Um entrevistado defendeu que “as Secretarias deveriam ter obedecido ao mesmo recorte das Associações de Municípios, pois, não ocorrendo, representa um desrespeito à identidade das regiões; há uma disputa por cargos políticos, por isso, quanto mais secretarias houver, aumenta a possibilidade de atender às demandas por cargos; no entanto, retroceder no número de Secretarias agora, é problemático”. Outros entrevistados reforçam este argumento, afirmando que nas Secretarias há uma valorização das demandas municipais. O problema é que “os municípios ainda pensam muito em si, tendo dificuldade de planejar ações intermunicipais, sendo que os municípios maiores concentram as decisões e os recursos”. Além disso, afirmam alguns, “as decisões estão focalizadas na obtenção de recursos” que vem de diferentes fontes. Prioriza-se o sistema de “projetos de balcão”, ou “balcão de troca de favores”, ao invés de programas integrados de desenvolvimento. Com isso a questão da escala de ação pública fica prejudicada.
Para superar ações desarticuladas entre municípios, Associações de Municípios, Secretarias de Desenvolvimento Regional e demais órgãos do Estado, um dos entrevistados defendeu a institucionalização de “um grupo gestor”, com o fim de oportunizar “uma articulação da gestão das ações de desenvolvimento regional”. Em geral, “municípios e estados têm fóruns diferentes para discutir seus problemas, prejudicando ações integradas regionalmente”. Há bons exemplos, no entanto. Um exemplo de atuação regional articulada é a atuação do Fórum da Mesorregião Grande Fronteira do Mercosul[16].
De maneira geral, pode-se observar que uma das questões que menos tem sido destacada pelos entrevistados foi a questão da escala da ação pública e sua interferência no planejamento e gestão do desenvolvimento regional. Mostra ser uma questão que exige aprofundamento futuro.
Considerações finais
Além de retomar às principais questões reafirmadas no processo de investigação, tem-se como propósito apontar possíveis parâmetros organizacionais de estruturas subnacionais de gestão do desenvolvimento que poderiam ser contempladas nos processos de descentralização político-administrativa[17].
Em entrevistas realizadas, algumas delas apontam justificativas sobre a dificuldade na qualificação das estruturas de gestão: a máquina pública precisaria diminuir a burocracia; as estruturas de governo trabalham ainda muito setorialmente e os setores não se comunicam entre si; as regionalizações são criadas por interesses políticos; falta uma visão sistêmica de governança.
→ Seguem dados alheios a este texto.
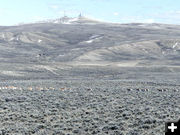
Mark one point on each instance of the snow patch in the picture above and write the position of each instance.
(175, 45)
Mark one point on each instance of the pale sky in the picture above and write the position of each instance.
(123, 11)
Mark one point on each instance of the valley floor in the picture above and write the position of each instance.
(88, 107)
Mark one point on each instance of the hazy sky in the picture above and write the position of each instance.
(123, 11)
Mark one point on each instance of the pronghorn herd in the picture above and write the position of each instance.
(32, 88)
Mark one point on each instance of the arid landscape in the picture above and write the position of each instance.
(80, 76)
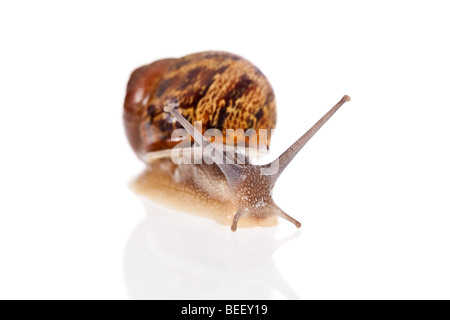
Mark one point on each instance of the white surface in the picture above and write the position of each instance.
(371, 189)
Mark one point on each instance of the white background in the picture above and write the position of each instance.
(371, 188)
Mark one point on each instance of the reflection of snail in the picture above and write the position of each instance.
(195, 259)
(223, 91)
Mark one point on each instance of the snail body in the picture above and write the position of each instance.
(221, 91)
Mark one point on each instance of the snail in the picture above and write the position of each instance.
(221, 91)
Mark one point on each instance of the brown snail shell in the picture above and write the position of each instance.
(223, 91)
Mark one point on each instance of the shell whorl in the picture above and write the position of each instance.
(222, 90)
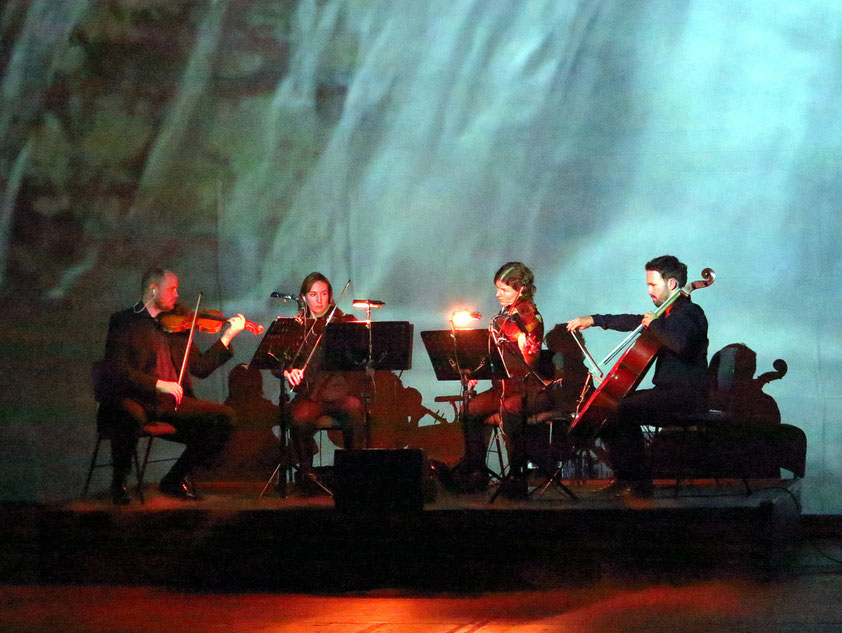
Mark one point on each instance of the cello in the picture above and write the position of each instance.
(624, 377)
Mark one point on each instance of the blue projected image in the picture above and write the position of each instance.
(414, 147)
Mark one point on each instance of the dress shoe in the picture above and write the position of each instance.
(119, 494)
(627, 488)
(178, 489)
(308, 486)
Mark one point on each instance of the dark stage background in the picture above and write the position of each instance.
(413, 147)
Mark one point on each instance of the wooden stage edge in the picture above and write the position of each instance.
(231, 540)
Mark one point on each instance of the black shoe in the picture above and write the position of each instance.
(514, 488)
(119, 494)
(623, 488)
(308, 486)
(177, 489)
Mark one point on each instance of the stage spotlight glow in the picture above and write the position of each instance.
(464, 318)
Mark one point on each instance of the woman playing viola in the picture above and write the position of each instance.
(517, 331)
(318, 392)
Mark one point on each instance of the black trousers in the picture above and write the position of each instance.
(514, 409)
(623, 436)
(202, 426)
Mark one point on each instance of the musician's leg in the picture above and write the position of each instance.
(203, 427)
(350, 413)
(623, 438)
(303, 414)
(477, 432)
(122, 422)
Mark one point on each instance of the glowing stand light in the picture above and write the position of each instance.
(461, 319)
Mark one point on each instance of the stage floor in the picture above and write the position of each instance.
(231, 540)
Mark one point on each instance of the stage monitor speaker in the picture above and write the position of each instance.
(378, 480)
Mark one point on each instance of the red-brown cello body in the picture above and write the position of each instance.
(628, 371)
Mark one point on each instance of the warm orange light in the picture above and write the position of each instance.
(464, 318)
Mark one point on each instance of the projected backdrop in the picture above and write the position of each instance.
(413, 147)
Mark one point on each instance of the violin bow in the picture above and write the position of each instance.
(189, 343)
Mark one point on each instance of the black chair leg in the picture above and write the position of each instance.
(91, 466)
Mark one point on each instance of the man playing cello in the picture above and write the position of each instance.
(680, 378)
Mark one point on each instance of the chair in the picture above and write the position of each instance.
(739, 436)
(496, 445)
(285, 467)
(149, 432)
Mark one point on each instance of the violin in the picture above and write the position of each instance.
(211, 321)
(515, 319)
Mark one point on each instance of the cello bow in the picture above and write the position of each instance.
(626, 374)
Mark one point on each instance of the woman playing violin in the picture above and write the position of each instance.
(318, 392)
(517, 332)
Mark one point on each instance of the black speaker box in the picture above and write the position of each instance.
(378, 479)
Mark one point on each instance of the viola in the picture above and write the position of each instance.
(181, 320)
(515, 319)
(628, 371)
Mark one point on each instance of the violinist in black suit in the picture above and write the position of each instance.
(138, 382)
(680, 378)
(317, 391)
(518, 331)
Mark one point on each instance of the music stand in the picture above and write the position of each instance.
(360, 345)
(277, 351)
(369, 347)
(464, 355)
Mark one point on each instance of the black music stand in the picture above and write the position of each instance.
(464, 355)
(367, 346)
(278, 351)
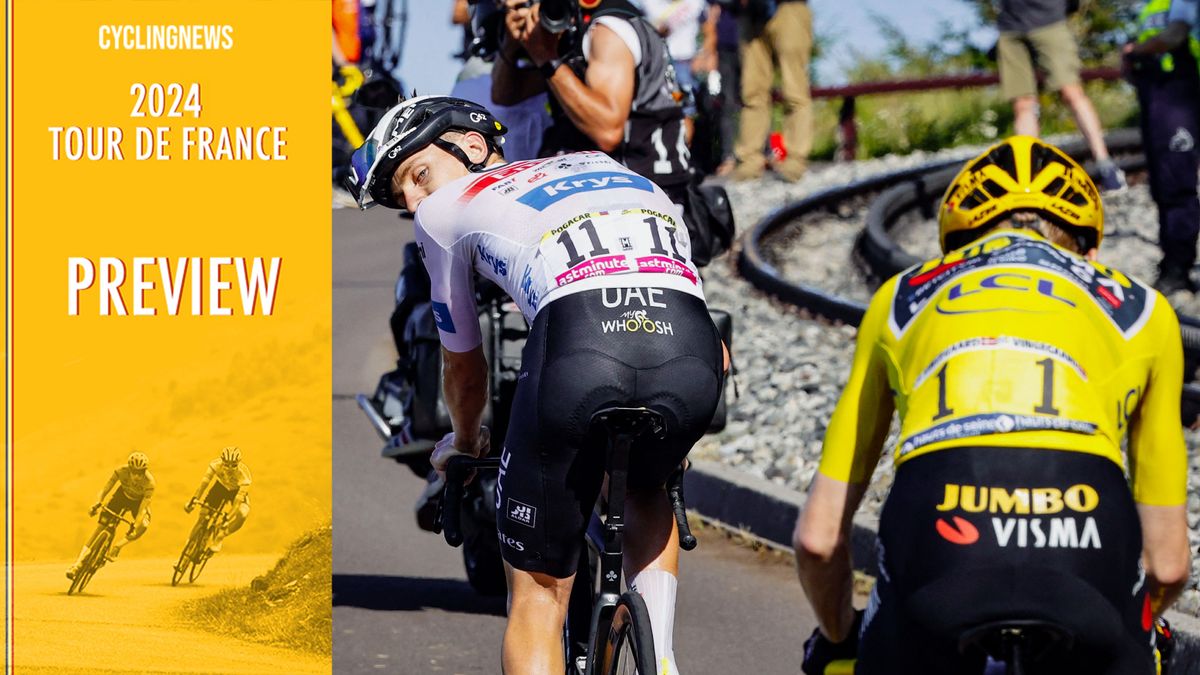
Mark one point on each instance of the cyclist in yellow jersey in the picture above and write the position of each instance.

Sintetizando, pelas entrevistas, é possível concluir que ao prover as regiões de estruturas subnacionais de gestão do desenvolvimento, o problema não se resolve com a montagem de estruturas físicas de governo.
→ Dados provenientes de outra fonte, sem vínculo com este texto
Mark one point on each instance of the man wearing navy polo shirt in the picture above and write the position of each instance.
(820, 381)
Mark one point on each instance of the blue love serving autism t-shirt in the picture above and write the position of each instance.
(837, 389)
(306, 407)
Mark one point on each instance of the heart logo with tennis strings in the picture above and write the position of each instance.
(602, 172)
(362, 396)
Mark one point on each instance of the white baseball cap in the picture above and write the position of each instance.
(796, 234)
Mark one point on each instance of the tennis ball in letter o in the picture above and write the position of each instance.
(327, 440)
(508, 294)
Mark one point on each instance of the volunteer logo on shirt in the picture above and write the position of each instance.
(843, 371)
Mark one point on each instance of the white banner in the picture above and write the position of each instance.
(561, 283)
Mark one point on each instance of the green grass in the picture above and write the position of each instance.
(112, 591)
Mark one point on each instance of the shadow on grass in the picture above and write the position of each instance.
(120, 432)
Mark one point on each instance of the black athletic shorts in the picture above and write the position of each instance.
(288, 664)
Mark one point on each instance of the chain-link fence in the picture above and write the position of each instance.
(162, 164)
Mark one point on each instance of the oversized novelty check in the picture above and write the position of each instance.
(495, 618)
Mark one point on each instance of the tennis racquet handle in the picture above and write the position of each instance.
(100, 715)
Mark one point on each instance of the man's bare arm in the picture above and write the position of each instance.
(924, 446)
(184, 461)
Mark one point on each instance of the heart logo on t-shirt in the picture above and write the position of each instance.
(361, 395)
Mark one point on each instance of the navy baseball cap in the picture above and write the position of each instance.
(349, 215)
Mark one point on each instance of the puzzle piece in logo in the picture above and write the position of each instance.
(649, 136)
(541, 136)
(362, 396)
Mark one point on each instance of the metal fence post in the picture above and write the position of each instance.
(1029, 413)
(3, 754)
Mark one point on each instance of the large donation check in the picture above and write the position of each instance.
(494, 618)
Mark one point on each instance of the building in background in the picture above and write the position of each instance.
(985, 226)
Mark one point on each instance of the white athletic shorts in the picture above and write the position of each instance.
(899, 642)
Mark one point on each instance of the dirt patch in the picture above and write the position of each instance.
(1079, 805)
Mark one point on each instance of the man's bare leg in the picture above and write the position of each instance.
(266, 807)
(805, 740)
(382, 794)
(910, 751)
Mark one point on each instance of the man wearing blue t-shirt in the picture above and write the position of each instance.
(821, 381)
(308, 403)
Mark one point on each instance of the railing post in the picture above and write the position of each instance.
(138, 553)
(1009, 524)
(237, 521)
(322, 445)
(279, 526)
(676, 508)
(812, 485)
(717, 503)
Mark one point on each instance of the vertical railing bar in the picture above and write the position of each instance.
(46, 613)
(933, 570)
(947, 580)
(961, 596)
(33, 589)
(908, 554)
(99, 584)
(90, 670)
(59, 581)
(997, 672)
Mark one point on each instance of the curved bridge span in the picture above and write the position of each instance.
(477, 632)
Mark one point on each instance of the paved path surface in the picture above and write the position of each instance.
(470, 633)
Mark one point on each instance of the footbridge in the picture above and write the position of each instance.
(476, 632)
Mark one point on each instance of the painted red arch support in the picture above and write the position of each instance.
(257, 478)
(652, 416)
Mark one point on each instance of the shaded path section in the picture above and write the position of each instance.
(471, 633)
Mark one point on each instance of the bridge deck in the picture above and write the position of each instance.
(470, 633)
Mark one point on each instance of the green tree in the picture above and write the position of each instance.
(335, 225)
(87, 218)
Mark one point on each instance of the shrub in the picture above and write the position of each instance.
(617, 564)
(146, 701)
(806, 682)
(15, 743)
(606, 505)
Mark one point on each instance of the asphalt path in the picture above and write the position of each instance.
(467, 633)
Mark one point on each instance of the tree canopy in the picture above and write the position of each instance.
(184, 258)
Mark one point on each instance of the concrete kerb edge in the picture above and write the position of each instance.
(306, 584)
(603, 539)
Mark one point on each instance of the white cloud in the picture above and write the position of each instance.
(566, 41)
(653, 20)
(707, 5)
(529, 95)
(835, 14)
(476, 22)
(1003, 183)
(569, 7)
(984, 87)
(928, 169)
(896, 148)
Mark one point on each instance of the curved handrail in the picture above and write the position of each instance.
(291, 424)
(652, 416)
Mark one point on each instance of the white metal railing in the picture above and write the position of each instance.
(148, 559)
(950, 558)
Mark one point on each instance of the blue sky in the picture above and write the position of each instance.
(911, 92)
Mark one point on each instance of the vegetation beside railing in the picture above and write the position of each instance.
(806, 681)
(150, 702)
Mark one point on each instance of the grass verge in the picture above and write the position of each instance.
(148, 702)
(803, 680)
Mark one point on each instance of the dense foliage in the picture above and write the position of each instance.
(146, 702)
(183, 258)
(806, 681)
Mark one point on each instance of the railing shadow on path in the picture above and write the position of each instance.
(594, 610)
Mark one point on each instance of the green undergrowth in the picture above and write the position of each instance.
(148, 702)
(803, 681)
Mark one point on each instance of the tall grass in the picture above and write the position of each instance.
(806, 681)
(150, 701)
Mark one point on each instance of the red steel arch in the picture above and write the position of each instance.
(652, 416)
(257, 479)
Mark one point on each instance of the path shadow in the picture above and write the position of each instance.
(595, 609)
Os problemas parecem de ser de duas ordens. O primeiro trata-se da necessidade de “construir a região”. Para o geógrafo Anssi Paasi (1986), o estágio superior da construção histórica de uma nova unidade territorial, que é a sua institucionalização, envolve quatro aspectos, os quais não necessariamente constituem etapas consecutivas. São eles: (a) a definição da forma ou abrangência territorial; (b) a formação de uma imagem conceitual e simbólica; (c) o desenvolvimento de instituições regionais e a incorporação da existência da região às práticas e formas de organização da sociedade; (d) o estabelecimento da região como parte de um sistema de regiões, com papel administrativo definido, associada à consciência regional da comunidade. A prática, neste sentido, é muito equivocada, como se percebe na realidade analisada. Como se trata de um processo histórico, não é possível fazer regionalizações via decreto governamental. Os setores dos governos criam suas regionalizações, muitas vezes não coincidindo com o recorte territorial, outras vezes se sobrepondo.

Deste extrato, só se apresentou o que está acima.